La Jornada Semanal,   domingo 27 de noviembre  de 2005        núm. 560

Y AHORA PASO A RETIRARME

Ana GarcíaBergua

BALMOREADOS

Se acercan las elecciones y el buen Mefistófeles —qué tal el oxímoron— anda por ahí, como siempre, tentando a todos los presentes. Los vemos desfilar por la televisión exhibiendo conductas de las que antes eran inconfesables, dando y recibiendo billetes, gritando a telefonazo limpio secretos vergonzosos, haciendo espectáculo, vamos, de las debilidades humanas elevadas al cubo (de la basura, quizá).

Y qué raro que en esta época me haya yo topado con un libro muy curioso en la librería de viejo. Tanto me atrajo que hasta lo escondí porque no traía para comprarlo en ese momento; luego regresé por él y ahí me estaba esperando, o sea que sí era para mí. Se llama Memorias de Carlos Balmori, redactadas por su secretario particular Luis Cervantes Morales, es de 1968 y se trata de las memorias de un Mefisto que entre 1926 y 1931 "compró" a muchos Faustos de esta capital: militares, políticos, señoras honradas, señoritas casaderas, hombres de negocios, policías valientes, médicos y abogados de lo más respetable que hubiera entonces, descubrían su proclividad a caer en alguna bajeza, aceptaban negocios turbios, se divorciaban ipso facto si al magnate le había apetecido enamorarse de su señora, se cortaban las barbas incluso frente a él, todo a cambio de unos billetazos que repartía a diestra y a siniestra en cheques de los más afamados bancos norteamericanos y europeos, y a la vista del fistol de enorme diamante que lucía en la pechera —igual que el diablo de Manuel Payno en El fistol del diablo. Y cuando estaban a punto de ver consumados sus sueños, este hombre que se decía español y ceceaba y soltaba coños a diestra y siniestra, que se decía también militar, que insultaba los caballos más preciados o las mansiones más lujosas, este hombre que a veces les recibía en una humilde casa de la calle Cuauhtemotzin, en una habitación iluminada por un foco cubierto de celofán azul, a la espera de que una médium reparara su ouija de plata para llevarlos a su palacio de Coyoacán, donde les esperaba su alberca de colores llena de huríes, este hombre, les decía, se quitaba los lentes, el bigote gris como de ratón y el sombrero y debajo de este disfraz aparecía una tierna viejecita de chongo: la actriz Conchita Jurado, que a sus sesenta y cinco años había inventado al personaje de Carlos Balmori y con la ayuda de un grupo cada vez mayor de secretarios y ayudantes (entre los que se encontraban gentes muy influyentes y también víctimas anteriores, ahora gozosos cómplices) se dedicaba a desnudar las bajas pasiones de la capital. ¿Verdad que es algo fantástico?
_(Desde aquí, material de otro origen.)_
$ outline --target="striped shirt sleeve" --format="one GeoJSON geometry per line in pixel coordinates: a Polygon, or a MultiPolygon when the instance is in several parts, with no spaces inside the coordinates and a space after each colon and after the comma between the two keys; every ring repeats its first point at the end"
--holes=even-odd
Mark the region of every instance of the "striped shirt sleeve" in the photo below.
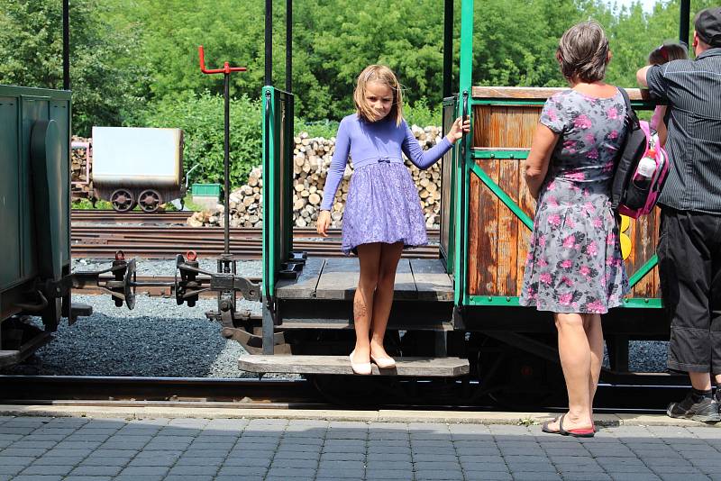
{"type": "Polygon", "coordinates": [[[668,100],[669,82],[666,79],[667,65],[654,65],[646,71],[646,83],[651,96],[668,100]]]}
Las "balmoreadas", como les llamaban a estas curiosas operaciones, estaban llenas de detalles, e incluso a veces se balmoreaba a varios simultáneamente. El enorme diamante de Carlos Balmori era un puro cristal, y siempre el magnate se lamentaba de que alguien se lo había robado, casi siempre un "puerquito" a quien los compinches se lo habían sembrado en el bolsillo (lo de "me agarró de su puerquito", por lo visto, data de entonces). Los compinches, por su parte, obligaban a pagar "mordida" al supuesto comprador, con lo que a veces el pobre salía debiendo más de lo que había recibido, antes de saber que en realidad ya no debía nada. Pero lo más curioso de todo este asunto es que nadie descubrió en su momento a la apacible y diminuta viejecita que, con un disfraz precario, armado con ropas de su sobrino y sombreros de aquí o de allá, con el fistol tan evidente y falso, decía disparates como que ya se iba a cazar elefantes al África o que poseía todas las plantaciones bananeras de América del Sur, insultando y ofendiendo a quien se le pusiera enfrente y protegida tan sólo con los ficticios millones y la fama de don Carlos Balmori, dueño de México. Ni el sagaz detective Valente Quintana, nuestro Sherlock Holmes, fue capaz de descubrirla. Será también porque todo el asunto resultaba en aquel entonces inverosímil (o porque, hay que decirlo, Conchita a sus sesenta y cinco tampoco resultaba tan femenina: el Chango Cabral la dibujó en sus dos facetas, de magnate y prefiguración de Sara García). Quién sabe si ahora prosperaría una broma así, en esta época de travestismos más que perpetuos en que los lobos más bien se la pasan disfrazados de abuelitas, como en el cuento infantil.

La tumba de Concepción Jurado, dice este libro que trae fotos y todo de don Carlos Balmori, se encuentra en el cementerio de Dolores, cubierta de mosaicos curiosísimos en los que se representan sus hazañas. Habrá que ir a verla.